The streak-crowned antvireo feeds mostly on insects and its diet also includes other arthropods like spiders. It usually forages singly or in pairs, and usually as part of a mixed-species feeding flock. It typically feeds between about 1.5 and 8 m above the ground. It feeds deliberately, generally by gleaning while perched from live foliage, vines, stems, and thin branches. It often makes short sallies to hover-glean or to snatch prey from overhanging leaves.

===Breeding===

The streak-crowned antvireo breeds between March and June in Costa Rica; its season elsewhere has not been defined. It makes a cup nest, usually of fibers from the stem of a fern with moss on the outside; tendrils of moss may dangle below the cup. It usually is suspended in the fork of a branch between about 1.5 and 4 m above the ground. The clutch is two eggs. The incubation period is at least 14 days; the time to fledging is not known. Both parents incubate the clutch and brood and provision nestlings.

===Vocalization===

The streak-crowned antvireo's song is "a long...series in which notes initially rise in pitch and intensity, remain constant, then gradually shorten, weaken and descend in pitch". It has been written as "kepkepkepkepkepkrrrrrrr" and "peu-peu-peu-Peu-Peu-Peu-Pip-Pip-Pip-Pip'Pip'Pip'Pip'Pip'peu". Its calls include "soft single or double whistles" and a "short 'chirr' ".

==Status==

The IUCN has assessed the streak-crowned antvireo as being of Least Concern.

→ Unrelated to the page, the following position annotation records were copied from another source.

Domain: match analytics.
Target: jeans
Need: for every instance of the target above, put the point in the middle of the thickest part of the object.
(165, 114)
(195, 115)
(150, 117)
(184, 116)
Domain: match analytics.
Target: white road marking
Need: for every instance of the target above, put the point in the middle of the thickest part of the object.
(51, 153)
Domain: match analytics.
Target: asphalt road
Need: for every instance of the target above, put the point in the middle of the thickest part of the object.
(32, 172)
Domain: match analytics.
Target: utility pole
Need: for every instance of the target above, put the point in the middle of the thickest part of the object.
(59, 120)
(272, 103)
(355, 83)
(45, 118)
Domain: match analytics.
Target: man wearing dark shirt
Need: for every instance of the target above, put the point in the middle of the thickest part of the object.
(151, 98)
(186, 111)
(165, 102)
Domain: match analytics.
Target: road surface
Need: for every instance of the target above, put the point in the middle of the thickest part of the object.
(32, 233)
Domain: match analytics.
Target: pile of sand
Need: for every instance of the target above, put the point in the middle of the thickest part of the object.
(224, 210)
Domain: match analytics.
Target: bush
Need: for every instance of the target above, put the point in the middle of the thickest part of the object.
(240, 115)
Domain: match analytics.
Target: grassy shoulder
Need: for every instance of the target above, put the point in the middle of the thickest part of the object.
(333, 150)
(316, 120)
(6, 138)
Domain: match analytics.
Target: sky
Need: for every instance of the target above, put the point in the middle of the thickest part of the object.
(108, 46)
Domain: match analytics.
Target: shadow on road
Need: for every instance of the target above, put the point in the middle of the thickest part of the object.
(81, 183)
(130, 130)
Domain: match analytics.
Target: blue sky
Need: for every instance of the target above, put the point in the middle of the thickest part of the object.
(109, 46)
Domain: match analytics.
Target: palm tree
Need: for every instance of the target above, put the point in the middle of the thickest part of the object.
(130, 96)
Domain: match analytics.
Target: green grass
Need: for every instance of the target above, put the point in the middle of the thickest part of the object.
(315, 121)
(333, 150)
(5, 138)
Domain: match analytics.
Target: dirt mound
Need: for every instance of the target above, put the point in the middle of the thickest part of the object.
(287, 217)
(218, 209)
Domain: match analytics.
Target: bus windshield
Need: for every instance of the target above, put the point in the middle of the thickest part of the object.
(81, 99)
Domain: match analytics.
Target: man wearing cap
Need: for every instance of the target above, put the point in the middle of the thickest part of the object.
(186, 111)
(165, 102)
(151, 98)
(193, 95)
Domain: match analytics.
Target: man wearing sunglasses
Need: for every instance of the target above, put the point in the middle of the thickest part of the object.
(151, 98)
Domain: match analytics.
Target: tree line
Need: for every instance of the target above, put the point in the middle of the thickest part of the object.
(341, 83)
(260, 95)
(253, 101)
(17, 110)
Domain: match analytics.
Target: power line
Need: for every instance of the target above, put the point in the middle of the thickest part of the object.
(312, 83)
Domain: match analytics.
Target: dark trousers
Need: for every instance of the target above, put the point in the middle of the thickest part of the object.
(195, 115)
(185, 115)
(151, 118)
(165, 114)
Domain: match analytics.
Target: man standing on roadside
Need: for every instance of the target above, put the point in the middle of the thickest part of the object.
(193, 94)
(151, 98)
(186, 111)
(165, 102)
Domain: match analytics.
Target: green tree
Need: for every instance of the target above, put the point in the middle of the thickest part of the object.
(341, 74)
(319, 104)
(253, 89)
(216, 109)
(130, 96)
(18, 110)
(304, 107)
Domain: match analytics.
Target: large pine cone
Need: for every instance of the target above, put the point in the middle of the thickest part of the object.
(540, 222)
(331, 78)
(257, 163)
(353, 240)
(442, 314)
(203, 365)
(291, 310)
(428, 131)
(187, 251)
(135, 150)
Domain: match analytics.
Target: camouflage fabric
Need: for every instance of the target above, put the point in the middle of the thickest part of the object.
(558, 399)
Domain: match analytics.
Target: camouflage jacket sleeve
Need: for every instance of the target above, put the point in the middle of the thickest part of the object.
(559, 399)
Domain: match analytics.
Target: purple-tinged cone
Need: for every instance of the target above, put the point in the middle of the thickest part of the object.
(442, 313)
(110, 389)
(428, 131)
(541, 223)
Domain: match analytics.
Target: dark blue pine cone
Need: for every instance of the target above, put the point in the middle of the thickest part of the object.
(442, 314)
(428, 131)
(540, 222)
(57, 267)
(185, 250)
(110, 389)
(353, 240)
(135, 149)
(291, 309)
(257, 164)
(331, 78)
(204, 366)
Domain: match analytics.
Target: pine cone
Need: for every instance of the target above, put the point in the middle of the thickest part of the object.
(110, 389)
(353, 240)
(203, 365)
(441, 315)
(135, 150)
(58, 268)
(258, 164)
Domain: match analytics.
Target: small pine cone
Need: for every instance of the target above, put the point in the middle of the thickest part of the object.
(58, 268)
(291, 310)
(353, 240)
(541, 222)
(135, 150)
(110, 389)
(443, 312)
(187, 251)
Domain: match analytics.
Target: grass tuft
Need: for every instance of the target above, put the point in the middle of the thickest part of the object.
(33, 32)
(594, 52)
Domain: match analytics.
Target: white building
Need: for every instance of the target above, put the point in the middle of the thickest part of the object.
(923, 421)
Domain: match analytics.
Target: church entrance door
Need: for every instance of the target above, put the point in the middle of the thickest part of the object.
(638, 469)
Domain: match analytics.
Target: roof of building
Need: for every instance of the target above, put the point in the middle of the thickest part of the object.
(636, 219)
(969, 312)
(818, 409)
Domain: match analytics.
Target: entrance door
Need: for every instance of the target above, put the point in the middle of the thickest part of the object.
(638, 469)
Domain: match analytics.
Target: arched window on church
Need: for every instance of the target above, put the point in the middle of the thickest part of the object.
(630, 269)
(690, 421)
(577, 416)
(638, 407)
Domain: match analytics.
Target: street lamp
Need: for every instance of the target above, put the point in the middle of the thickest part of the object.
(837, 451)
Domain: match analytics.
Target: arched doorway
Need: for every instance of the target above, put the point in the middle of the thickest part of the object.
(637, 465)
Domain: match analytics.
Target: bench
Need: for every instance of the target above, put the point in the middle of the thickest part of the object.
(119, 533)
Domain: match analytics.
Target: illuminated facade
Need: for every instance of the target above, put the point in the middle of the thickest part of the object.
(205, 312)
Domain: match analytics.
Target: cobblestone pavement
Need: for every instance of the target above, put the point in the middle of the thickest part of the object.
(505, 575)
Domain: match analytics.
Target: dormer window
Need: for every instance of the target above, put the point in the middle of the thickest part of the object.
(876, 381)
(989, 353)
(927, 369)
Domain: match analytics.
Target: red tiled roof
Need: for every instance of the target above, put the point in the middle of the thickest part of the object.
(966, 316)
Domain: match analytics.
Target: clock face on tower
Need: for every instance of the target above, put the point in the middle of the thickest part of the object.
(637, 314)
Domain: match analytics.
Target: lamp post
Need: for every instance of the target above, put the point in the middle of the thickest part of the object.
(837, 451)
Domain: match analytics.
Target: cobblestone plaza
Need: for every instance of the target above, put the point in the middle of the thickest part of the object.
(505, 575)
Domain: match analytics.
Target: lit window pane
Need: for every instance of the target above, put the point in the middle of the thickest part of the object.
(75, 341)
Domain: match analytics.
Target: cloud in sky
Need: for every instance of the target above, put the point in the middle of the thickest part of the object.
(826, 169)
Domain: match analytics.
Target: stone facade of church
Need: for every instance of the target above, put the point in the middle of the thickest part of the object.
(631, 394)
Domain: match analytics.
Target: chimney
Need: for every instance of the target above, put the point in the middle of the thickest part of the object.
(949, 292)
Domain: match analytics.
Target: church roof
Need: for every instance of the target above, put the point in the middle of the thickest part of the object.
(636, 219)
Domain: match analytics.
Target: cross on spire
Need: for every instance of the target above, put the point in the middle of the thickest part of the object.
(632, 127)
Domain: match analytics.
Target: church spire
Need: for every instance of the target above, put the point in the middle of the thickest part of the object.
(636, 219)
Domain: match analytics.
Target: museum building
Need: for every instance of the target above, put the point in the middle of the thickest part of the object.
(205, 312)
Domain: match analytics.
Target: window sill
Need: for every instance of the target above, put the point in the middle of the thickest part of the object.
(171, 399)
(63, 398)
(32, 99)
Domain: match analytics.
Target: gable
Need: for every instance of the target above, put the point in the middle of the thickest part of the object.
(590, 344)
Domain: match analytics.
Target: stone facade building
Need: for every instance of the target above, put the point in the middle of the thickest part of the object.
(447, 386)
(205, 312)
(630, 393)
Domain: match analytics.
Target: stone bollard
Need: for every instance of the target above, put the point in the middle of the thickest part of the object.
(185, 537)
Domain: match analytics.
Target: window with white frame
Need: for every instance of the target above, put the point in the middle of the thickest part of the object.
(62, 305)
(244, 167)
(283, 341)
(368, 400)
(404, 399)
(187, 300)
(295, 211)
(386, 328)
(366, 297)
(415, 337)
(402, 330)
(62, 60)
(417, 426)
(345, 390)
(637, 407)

It has a somewhat restricted range and an unknown population size that is believed to be decreasing. No immediate threats have been identified. It is considered generally fairly common to uncommon across its range though rare to uncommon in Honduras and very uncommon in the Caribbean lowlands of Costa Rica. "Although ongoing clearing of forest for agriculture is of concern throughout the region, this species has viable populations in a number of protected parks and reserves in Costa Rica".